Ad oggi non sono disponibili dati prospettici sui polioli, come appunto eritritolo o xilitolo. E mancano informazioni sui possibili livelli di questi componenti nel sangue oltre che sulle possibili variazioni metaboliche che questi composti potrebbero teoricamente indurre nel tempo. Peraltro, non è la prima volta che l’attenzione degli studiosi si concentra sull’eritritolo in rapporto con la salute cardiaca. Nel 2014, uno studio pilota pubblicato su Acta Diabetologica (primo nome Nir Flint) condotto da studiosi dell’Università di Boston metteva in luce un’associazione protettiva tra il consumo di questo composto e la funzione dell’endotelio (lo strato più interno della parete arteriosa) oltre alla migliore elasticità dell’aorta in persone con diabete di tipo 2.

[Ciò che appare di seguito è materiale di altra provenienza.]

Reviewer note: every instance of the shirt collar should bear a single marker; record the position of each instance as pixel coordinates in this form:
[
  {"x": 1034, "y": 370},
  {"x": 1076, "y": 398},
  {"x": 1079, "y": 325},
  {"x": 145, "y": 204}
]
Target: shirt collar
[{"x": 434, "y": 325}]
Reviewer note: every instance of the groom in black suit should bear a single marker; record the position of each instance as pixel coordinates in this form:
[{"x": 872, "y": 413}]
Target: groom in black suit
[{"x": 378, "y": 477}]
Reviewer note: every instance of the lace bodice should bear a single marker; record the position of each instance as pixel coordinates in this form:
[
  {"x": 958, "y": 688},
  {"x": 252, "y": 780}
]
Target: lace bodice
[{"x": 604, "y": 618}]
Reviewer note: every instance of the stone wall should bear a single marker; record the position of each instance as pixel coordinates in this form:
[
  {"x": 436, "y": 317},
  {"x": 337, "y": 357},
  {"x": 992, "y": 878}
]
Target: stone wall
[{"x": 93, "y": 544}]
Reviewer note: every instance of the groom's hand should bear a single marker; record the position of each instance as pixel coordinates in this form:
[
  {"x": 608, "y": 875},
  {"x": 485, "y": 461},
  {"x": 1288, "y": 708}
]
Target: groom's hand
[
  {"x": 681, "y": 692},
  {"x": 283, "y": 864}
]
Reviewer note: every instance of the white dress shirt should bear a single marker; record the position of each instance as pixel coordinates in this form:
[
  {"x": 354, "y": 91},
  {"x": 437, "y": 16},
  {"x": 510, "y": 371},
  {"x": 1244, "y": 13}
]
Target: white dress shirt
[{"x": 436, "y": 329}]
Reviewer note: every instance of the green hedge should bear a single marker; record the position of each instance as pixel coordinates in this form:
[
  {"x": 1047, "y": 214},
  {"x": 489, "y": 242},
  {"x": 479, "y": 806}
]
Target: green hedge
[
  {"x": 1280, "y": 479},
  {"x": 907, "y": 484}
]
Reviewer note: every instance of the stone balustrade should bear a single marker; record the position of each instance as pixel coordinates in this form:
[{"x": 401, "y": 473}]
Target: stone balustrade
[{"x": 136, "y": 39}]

Dicevamo in apertura di questo articolo della bozza di linee guida sull’uso dei dolcificanti pubblicata dall’Oms: ne abbiamo parlato a lungo in un servizio pubblicato sul numero in edicola del Salvagente (si può acquistare qui): secondo l’Organizzazione mondiale della sanità i dolcificanti non dovrebbero essere utilizzati per perdere peso e per prevenire malattie croniche. Dubbi che parte della comunità scientifica aveva già sollevato anni addietro. È il caso dell’Istituto Ramazzini di Bologna, che 18 anni fa ha scoperto i rischi di un altro dolcificante molto utilizzato, l’aspartame.